1.4 On the choice of which method to use when solving an ode
When a given ode can be solved using a number of different methods, we need to decide
which is the best method to use. In general, it is best to avoid having to solve for the
derivative. In other words, for ode’s which are first order and non-linear in \(y^{\prime }\) to make
progress, we have to first solve for the derivative. But it is also possible to solve
the ode as is without solving for the derivative. Here is an example. Given this
ode
\begin{equation} y=x+3\ln \left ( y^{\prime }\right ) \tag {1}\end{equation}
This is non-linear in the derivative. Lets solve this as separable and then as dAlembert.
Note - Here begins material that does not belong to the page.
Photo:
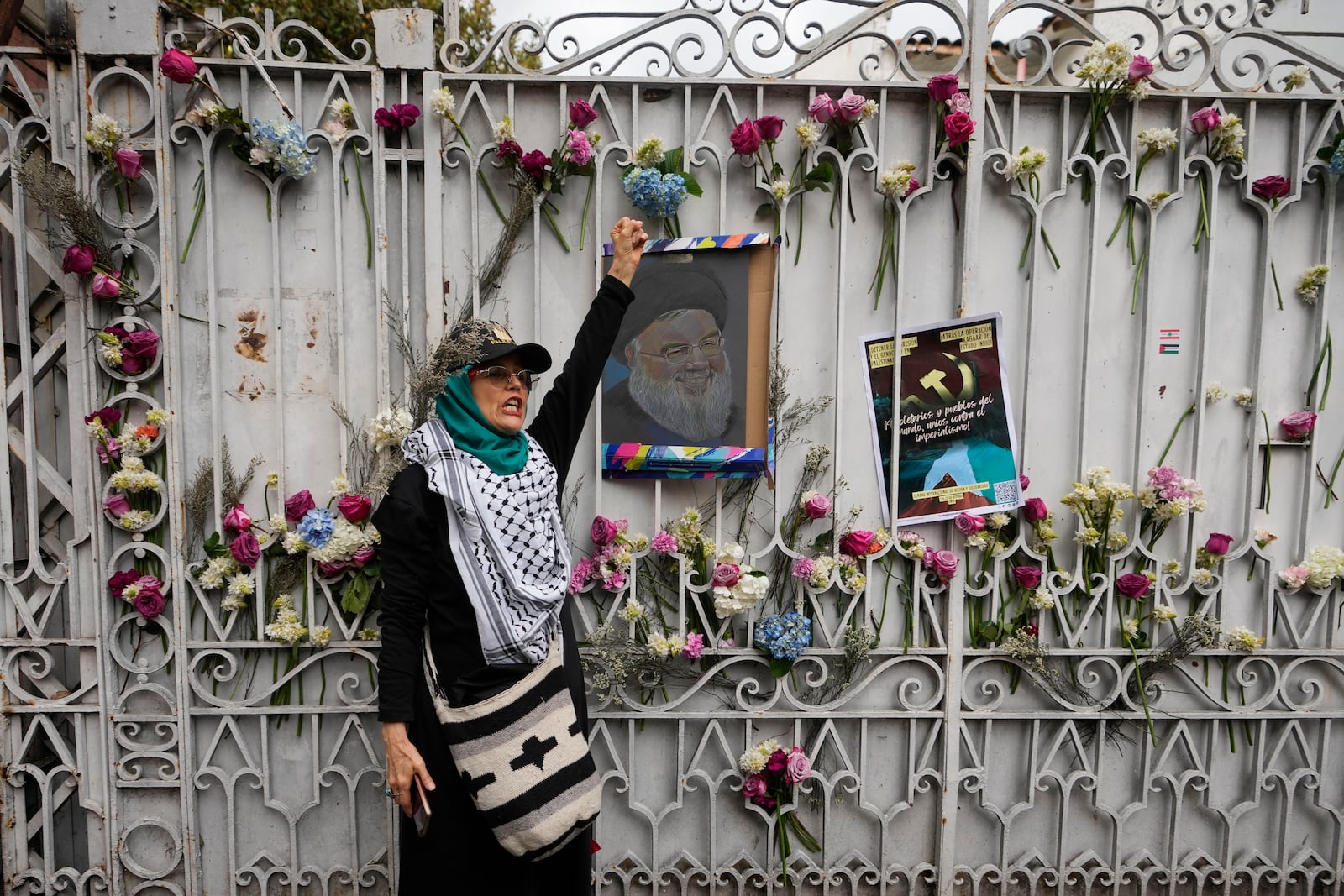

As
separable, we have to first solve for \(y^{\prime }\) which gives
\[ \ln \left ( y^{\prime }\right ) =\frac {y}{3}-\frac {x}{3}\]
Taking exponential of both sides
gives
\begin{align*} y^{\prime } & =e^{\left ( \frac {y}{3}-\frac {x}{3}\right ) }\\ y^{\prime } & =e^{\frac {y}{3}}e^{\frac {-x}{3}}\end{align*}
Which is now separable. Integrating gives
\begin{align} \int e^{\frac {-y}{3}}dy & =\int e^{\frac {-x}{3}}dx\nonumber \\ -3e^{\frac {-y}{3}} & =-3e^{\frac {-x}{3}}+c\nonumber \\ e^{\frac {-y}{3}} & =e^{\frac {-x}{3}}-\frac {c}{3}\nonumber \\ \frac {-y}{3} & =\ln \left ( e^{\frac {-x}{3}}-\frac {c}{3}\right ) \nonumber \\ y & =-3\ln \left ( e^{\frac {-x}{3}}-\frac {c}{3}\right ) \tag {2}\end{align}
This solution as it stands could not be verified by Maple as valid solution to the ode unless
we assume that \(e^{\frac {-x}{3}}-\frac {c}{3}>0\) and also assuming \(x>0\). Only then Maple odetest verifies the solution as valid.
Now lets see what happens if we solve the same ode above as dAlembert using original
form as is. Eq. (1) is
\begin{equation} y=x+3\ln \left ( p\right ) \tag {3}\end{equation}
Where
\(p=y^{\prime }\). Comparing to dAlembert for
\(y=xf+g\) shows that
\(f=1,g=3\ln \left ( p\right ) \). Taking derivative
of the above w.r.t.
\(x\) gives
\begin{align*} y^{\prime } & =f+xf^{\prime }\frac {dp}{dx}+g^{\prime }\frac {dp}{dx}\\ p & =f+\frac {dp}{dx}\left ( xf^{\prime }+g^{\prime }\right ) \\ p-f & =\frac {dp}{dx}\left ( xf^{\prime }+g^{\prime }\right ) \end{align*}
But \(f=1,g=3\ln p\), hence \(f^{\prime }\left ( p\right ) =0,g^{\prime }\left ( p\right ) =\frac {3}{p}\). The above becomes
\begin{equation} p-1=\frac {dp}{dx}\left ( \frac {3}{p}\right ) \tag {4}\end{equation}
Singular solution when
\(\frac {dp}{dx}=0\) which gives
\(p=1\). Hence (3) becomes
\(y=x\). This is the singular solution. General solution is when
\(\frac {dp}{dx}\neq 0\) in (4). This gives the ode
\[ \frac {dp}{dx}=\frac {1}{3}p\left ( p-1\right ) \]
Which
is quadrature. Solving for
\(p\) gives
\[ p=\frac {1}{1+ce^{\frac {x}{3}}}\]
Substituting this into (3) gives
\[ y=x+3\ln \left ( \frac {1}{1+ce^{\frac {x}{3}}}\right ) \]
This solution was verified
as is in Maple with no assumptions. We see now the difference in the solution
solutions
\begin{align*} y_{sep} & =-3\ln \left ( e^{\frac {-x}{3}}-\frac {c}{3}\right ) \\ y_{dAlembert} & =x+3\ln \left ( \frac {1}{1+ce^{\frac {x}{3}}}\right ) \end{align*}
The difference is that for verification, the separable solution requires giving assumptions
while the dAlembert does not. In this case, the dAlembert is preferable.